From African-American Society to Zombie Awareness Council, explore the ins and outs of student clubs and organizations.

By Ashley Henshaw


Student Organizations: An Overview
Photo: Thinkstock

No matter where your interests lie, you are almost assured to find a student organization that matches them. Student organization and clubs a great way to meet new people, explore new interests and contribute to your college’s intellectual and social life.

Along with a place to meet and access to facilities and resources, student clubs often receive funding from your university. Students clubs are designed to serve the needs of students. So, if you can’t find the club you’re looking for, start your own. Generally, all you have to do is meet with faculty members, complete a simple registration process, and you’re on your way.

Student Organizations

Here is a brief list of some of the many different groups that exist at universities across the country. While schools with a larger student body will have a larger pool of groups, every school fields college clubs across a variety of areas.

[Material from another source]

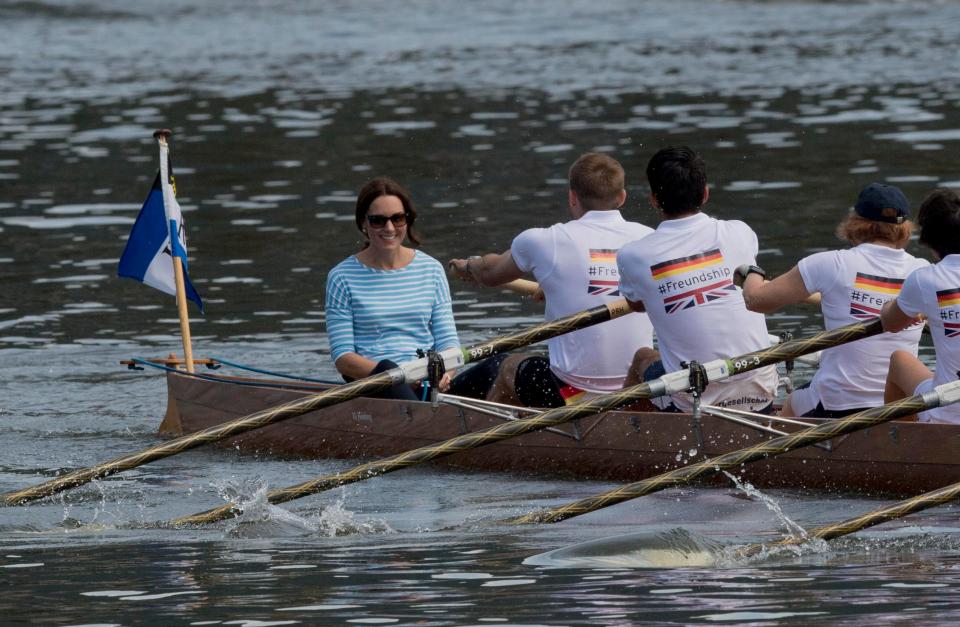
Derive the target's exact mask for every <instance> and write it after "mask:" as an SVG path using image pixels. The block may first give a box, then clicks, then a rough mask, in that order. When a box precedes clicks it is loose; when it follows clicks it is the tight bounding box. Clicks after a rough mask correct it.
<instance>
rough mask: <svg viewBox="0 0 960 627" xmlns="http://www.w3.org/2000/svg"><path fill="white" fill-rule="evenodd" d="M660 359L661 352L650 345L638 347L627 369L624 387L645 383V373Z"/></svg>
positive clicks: (623, 385)
mask: <svg viewBox="0 0 960 627" xmlns="http://www.w3.org/2000/svg"><path fill="white" fill-rule="evenodd" d="M658 359H660V353H658V352H657V351H655V350H653V349H652V348H650V347H649V346H641V347H640V348H638V349H637V352H636V353H634V354H633V363H632V364H630V370H628V371H627V378H626V379H624V381H623V387H625V388H628V387H631V386H634V385H637V384H638V383H643V373H644V372H646V371H647V368H649V367H650V365H651V364H653V362H655V361H657V360H658Z"/></svg>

  • Religious Clubs: Groups such as Arizona State’s LoveASU works to bring together individuals from all denominations for prayer and worship. Its purpose is to add a forum for the school’s various religious communities.
  • Club Sports: If you feel that school-sponsored teams are too much of a time commitment or too competitive for your skill level, you can join a club sports team. You can find groups for nearly any form of physical activity, such as Michigan’s Aiki Jujutsu Club, which holds seminars to teach and study this form of Japanese martial arts, or Columbia’s Figure Skating Club, which reserves ice time and works with children in the local community.
  • Auto Club: Are you a gearhead? Groups like Villanova University’s Auto Club provide opportunities for car enthusiasts to work on vehicles, attend car shows and races, and host social gatherings, such as barbeques.
  • Multicultural Clubs: No matter what your ethnic background is, there is probably an organization for you. Groups, such as the Asian or African-American Society, are great networking opportunities for students, and they also welcome people from other backgrounds who are looking to learn more about that culture.
  • Career Groups: Looking to get a head start on life post-graduation? Colorado University’s Sports Marketing Club brings in speakers to discuss the sports industry for anyone that may be interested in pursuing a career in the field. You can use career groups to begin networking with professionals and gain contacts for job hunting after college.
  • Zombie Awareness Council: Just to show you that student groups run the gamut…The University of Kansas hosts a weekly group meeting to discuss zombie attacks and survival plans in the spirit of zombie movies, such as 28 Days Later. Activities include mock zombie attacks and awareness campaigns with the general student body.

Student Organizations: Tips and Tactics

  • Your participation will look more impressive on your resume if you take a leadership position or spearhead an event.
  • Check your school’s membership requirements. If you meet with a few of your friends to play games, watch movies, or partake in other activities, it may be all you need to receive benefits and funding as a student club.
  • If you’re starting your own college club, consider enlisting a faculty member to help supervise the group.